Infrastructure as Code Best Practices: A Practical Guide

Introduction

Infrastructure as Code (IaC) has become the standard for managing cloud infrastructure, but the gap between "it works" and "it works well" is vast. This guide explores battle-tested patterns and practices that will help you write maintainable, scalable, and reliable infrastructure code.

Whether you're managing a small startup's AWS environment or orchestrating multi-cloud infrastructure for an enterprise, these principles will help you avoid common pitfalls and build infrastructure that scales with your organization.
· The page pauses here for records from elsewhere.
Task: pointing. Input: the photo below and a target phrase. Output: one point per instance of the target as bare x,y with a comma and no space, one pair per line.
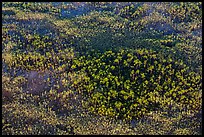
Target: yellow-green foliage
132,68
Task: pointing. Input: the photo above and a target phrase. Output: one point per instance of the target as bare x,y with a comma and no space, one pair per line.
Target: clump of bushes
128,84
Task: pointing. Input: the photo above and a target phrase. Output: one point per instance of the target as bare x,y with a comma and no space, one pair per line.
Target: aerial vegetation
101,68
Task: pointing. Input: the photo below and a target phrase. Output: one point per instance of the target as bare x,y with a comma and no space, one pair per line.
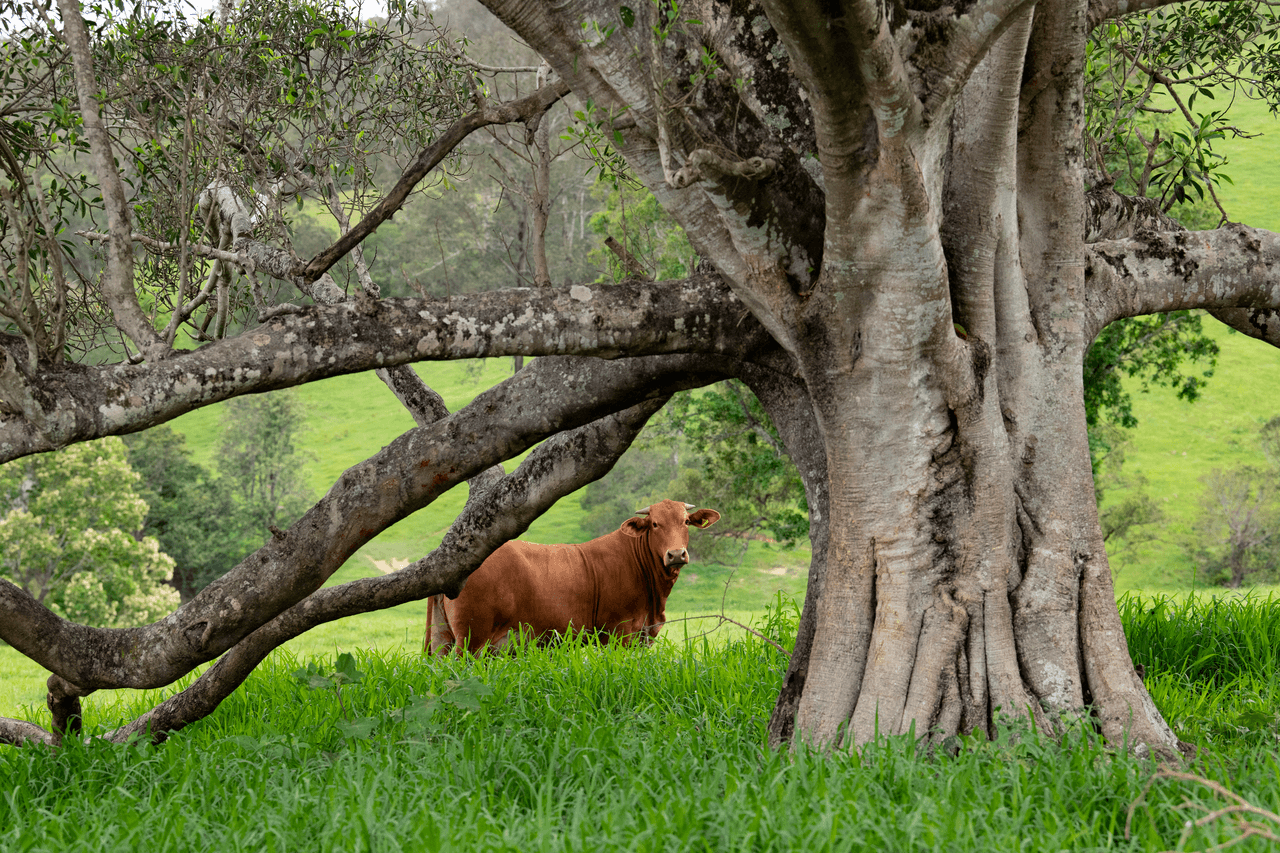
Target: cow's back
543,587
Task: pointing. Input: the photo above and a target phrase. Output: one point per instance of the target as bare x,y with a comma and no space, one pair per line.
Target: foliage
1155,350
208,521
195,520
1152,350
649,235
714,447
579,746
68,537
1147,74
283,101
259,463
739,463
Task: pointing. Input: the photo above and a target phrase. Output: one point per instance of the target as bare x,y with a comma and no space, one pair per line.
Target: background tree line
481,231
114,532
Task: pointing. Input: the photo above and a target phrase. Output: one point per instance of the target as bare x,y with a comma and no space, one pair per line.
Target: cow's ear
703,518
635,527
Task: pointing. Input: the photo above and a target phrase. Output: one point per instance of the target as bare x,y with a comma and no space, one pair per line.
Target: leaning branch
1234,268
118,279
80,402
556,468
549,396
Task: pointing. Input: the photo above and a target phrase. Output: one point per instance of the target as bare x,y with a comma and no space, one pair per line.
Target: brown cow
616,584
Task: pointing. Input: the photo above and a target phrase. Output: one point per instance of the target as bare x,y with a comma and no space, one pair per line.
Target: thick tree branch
556,468
118,279
1234,267
80,402
19,733
547,397
1109,215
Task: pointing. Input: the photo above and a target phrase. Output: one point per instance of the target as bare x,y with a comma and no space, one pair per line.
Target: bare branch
502,512
488,114
1114,217
19,733
1234,267
118,279
81,402
549,396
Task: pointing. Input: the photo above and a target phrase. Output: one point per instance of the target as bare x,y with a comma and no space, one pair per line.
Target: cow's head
667,525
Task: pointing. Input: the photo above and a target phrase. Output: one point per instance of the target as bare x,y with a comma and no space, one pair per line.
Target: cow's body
616,584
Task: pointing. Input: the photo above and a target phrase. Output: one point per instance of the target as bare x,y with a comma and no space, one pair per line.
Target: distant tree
640,478
68,537
195,521
259,463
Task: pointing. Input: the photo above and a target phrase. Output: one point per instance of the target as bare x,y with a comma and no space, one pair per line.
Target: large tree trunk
936,337
894,197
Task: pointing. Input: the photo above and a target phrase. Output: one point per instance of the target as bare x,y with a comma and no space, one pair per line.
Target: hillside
348,418
1176,443
351,418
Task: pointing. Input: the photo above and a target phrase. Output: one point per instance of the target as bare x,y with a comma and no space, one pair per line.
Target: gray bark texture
867,179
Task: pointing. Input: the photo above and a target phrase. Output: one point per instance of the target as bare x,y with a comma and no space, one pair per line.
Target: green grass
1176,443
586,748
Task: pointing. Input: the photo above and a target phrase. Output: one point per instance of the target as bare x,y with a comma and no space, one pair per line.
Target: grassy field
589,748
1176,443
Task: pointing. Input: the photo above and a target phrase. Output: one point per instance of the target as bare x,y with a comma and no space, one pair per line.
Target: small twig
723,619
1248,829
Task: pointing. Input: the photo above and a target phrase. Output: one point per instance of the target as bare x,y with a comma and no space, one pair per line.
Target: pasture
580,747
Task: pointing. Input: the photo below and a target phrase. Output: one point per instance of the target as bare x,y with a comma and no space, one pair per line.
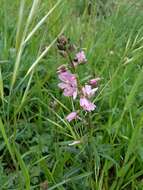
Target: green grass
34,135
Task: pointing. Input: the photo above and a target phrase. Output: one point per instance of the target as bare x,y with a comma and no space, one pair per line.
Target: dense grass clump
37,149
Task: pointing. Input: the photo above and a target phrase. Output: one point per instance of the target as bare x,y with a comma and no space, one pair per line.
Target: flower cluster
70,83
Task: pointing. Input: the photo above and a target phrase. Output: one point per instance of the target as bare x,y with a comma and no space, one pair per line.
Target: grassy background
34,137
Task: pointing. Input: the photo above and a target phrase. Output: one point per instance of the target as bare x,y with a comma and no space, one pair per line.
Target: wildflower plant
70,82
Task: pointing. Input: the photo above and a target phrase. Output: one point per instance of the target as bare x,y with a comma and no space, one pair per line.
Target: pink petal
71,116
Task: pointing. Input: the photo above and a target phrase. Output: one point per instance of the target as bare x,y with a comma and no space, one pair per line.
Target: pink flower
61,69
68,84
88,91
93,82
81,58
87,105
71,116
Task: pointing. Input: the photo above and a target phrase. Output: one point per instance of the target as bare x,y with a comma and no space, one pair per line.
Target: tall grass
35,138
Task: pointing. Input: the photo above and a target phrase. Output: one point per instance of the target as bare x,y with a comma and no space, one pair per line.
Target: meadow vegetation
38,148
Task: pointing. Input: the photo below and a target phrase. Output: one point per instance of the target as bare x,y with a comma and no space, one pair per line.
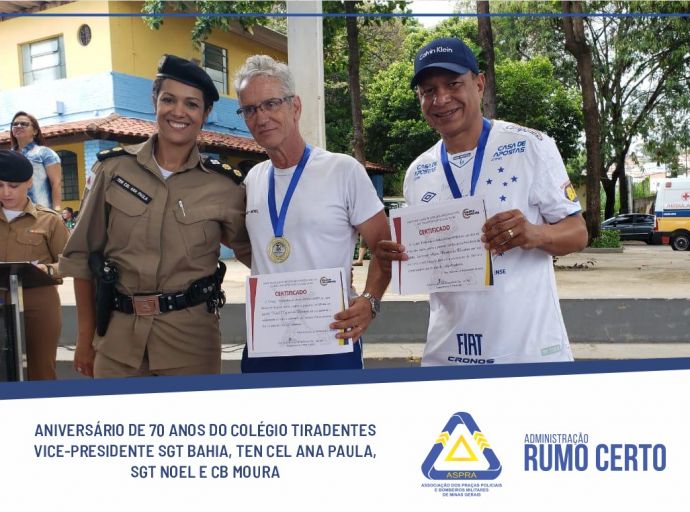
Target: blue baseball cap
446,53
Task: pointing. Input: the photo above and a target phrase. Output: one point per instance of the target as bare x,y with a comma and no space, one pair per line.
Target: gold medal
278,249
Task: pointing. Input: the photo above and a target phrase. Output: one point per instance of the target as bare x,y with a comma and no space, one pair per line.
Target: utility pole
305,57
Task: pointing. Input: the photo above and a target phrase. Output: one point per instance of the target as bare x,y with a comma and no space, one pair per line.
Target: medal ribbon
476,167
278,221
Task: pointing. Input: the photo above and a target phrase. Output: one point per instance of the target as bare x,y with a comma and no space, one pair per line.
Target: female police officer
158,213
31,232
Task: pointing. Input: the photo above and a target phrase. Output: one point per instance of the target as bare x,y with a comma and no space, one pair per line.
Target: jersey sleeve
362,200
552,191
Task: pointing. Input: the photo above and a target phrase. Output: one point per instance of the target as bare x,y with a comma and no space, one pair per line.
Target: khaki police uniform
39,235
162,235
Why IaC Best Practices Matter

Poor IaC practices don't just create technical debt—they create operational risk. Consider these real scenarios:

A terraform apply that takes 45 minutes because everything is in one massive state file
A production outage caused by applying changes from the wrong branch
Hours spent debugging why infrastructure works in staging but fails in production
A critical security patch delayed because nobody understands the infrastructure code

Good IaC practices prevent these scenarios and create infrastructure that's:

Reproducible: Any team member can recreate environments
Auditable: Changes are tracked and reviewable
Testable: Validate changes before they reach production
Maintainable: New team members can understand and modify code
Secure: Secrets are managed properly, least privilege is enforced

Core Principles

1. Treat Infrastructure Code Like Application Code

Your infrastructure code deserves the same rigor as your application code. This means:

Version Control Everything

# Good: All infrastructure in version control
infrastructure/
├── terraform/
│   ├── environments/
│   │   ├── prod/
│   │   ├── staging/
│   │   └── dev/
│   └── modules/
├── .gitignore          # Exclude secrets, state files
└── README.md           # Setup instructions

Never commit:

State files (.tfstate)
Secrets or credentials
Provider credentials
Lock files from local runs (unless using lock file versioning strategy)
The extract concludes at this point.